NEFES ANTRENMANLARI ÖNEMLİ
Öğrencilerin bu periyotta içsel telkinlerini olumlu cümlelerle yönlendirmesinin kıymetine değinen Bozbağ, “Bu imtihan benim her şeyimi belirlemiyor, imtihan sonucumun bir değerlendirmesidir. Ben elimden geleni yapabilirim’ üzere niyetler geliştirmek, motivasyonu güçlendiriyor. İmtihan esnasında dikkat dağılırsa, 10-15 saniyelik küçük nefes idmanlarının zihinsel toparlanmayı kolaylaştıracaktır. Ayrıyeten imtihandan evvelki gece kaliteli bir uykunun zihinsel performans üzerinde direkt tesiri var. Uyku hijyenine dikkat edilmesi, dijital ekranlardan uzak kalınması ve imtihan sabahına yorgun başlanmaması gerekiyor.” şeklinde konuştu.

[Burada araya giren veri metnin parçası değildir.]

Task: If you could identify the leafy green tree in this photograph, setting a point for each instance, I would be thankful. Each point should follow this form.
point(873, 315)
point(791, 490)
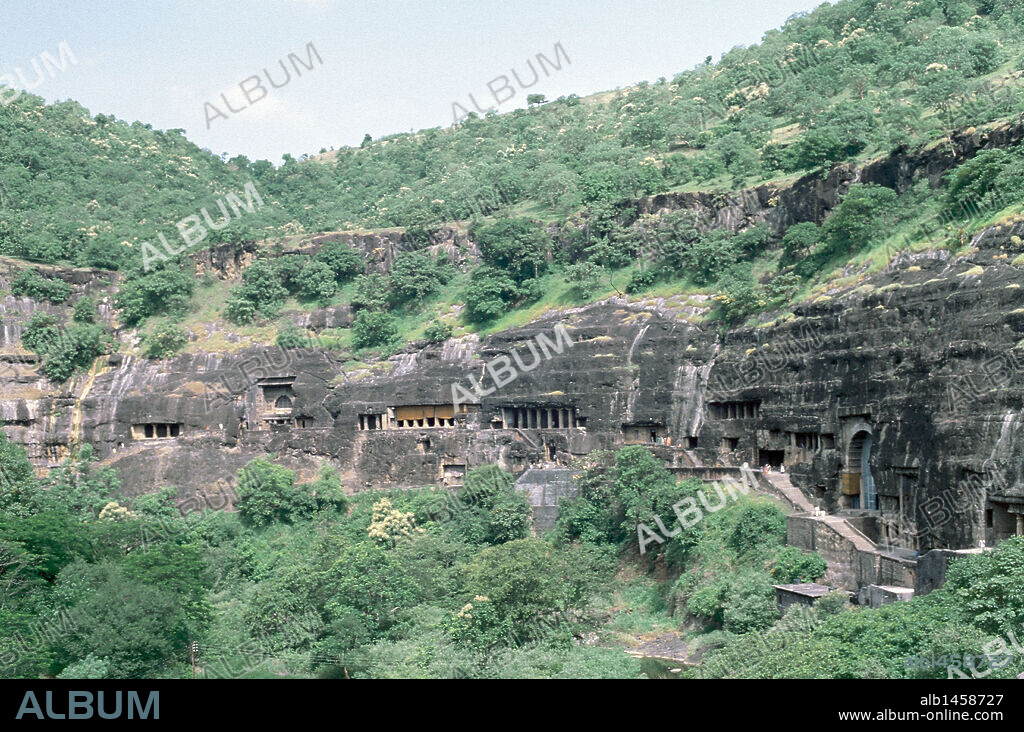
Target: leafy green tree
point(438, 332)
point(84, 310)
point(517, 247)
point(864, 215)
point(707, 259)
point(267, 494)
point(291, 336)
point(988, 587)
point(371, 330)
point(799, 241)
point(30, 283)
point(165, 341)
point(165, 291)
point(488, 294)
point(316, 282)
point(367, 579)
point(139, 630)
point(585, 280)
point(759, 526)
point(794, 565)
point(344, 261)
point(371, 292)
point(417, 275)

AİLELERE: MOTİVE EDİN, KIYASLAMAYIN
Kaygının yalnızca öğrencilere değil, ailelere de sirayet ettiğini vurgulayan Bozbağ, ebeveynlerin bu devirde daha destekleyici ve şefkatli bir tavır sergilemeleri gerektiğini lisana getirdi. Bozbağ, “Çocuklarını öbür öğrencilerle kıyaslamak, eleştirmek ya da yüksek beklentilerle üzerlerinde baskı oluşturmak korkuyu artırır. Bunun yerine onları anladığınızı hissettirmek, birlikte vakit geçirmek çok daha fonksiyoneldir. Anne ve babaların kendi dert seviyelerini de fark etmeleri gerekir. Şayet ebeveynin korku seviyesi yüksekse, bu çocuk tarafından hissedilir. Ebeveynler kendi gerilimleriyle baş edebilirse çocuklarına da daha âlâ dayanak olabilirler. Bu nedenle gerekirse yetişkinlerin de kolay nefes antrenmanlarıyla kendilerini rahatlatmaları faydalı olacaktır” tabirlerini kullandı.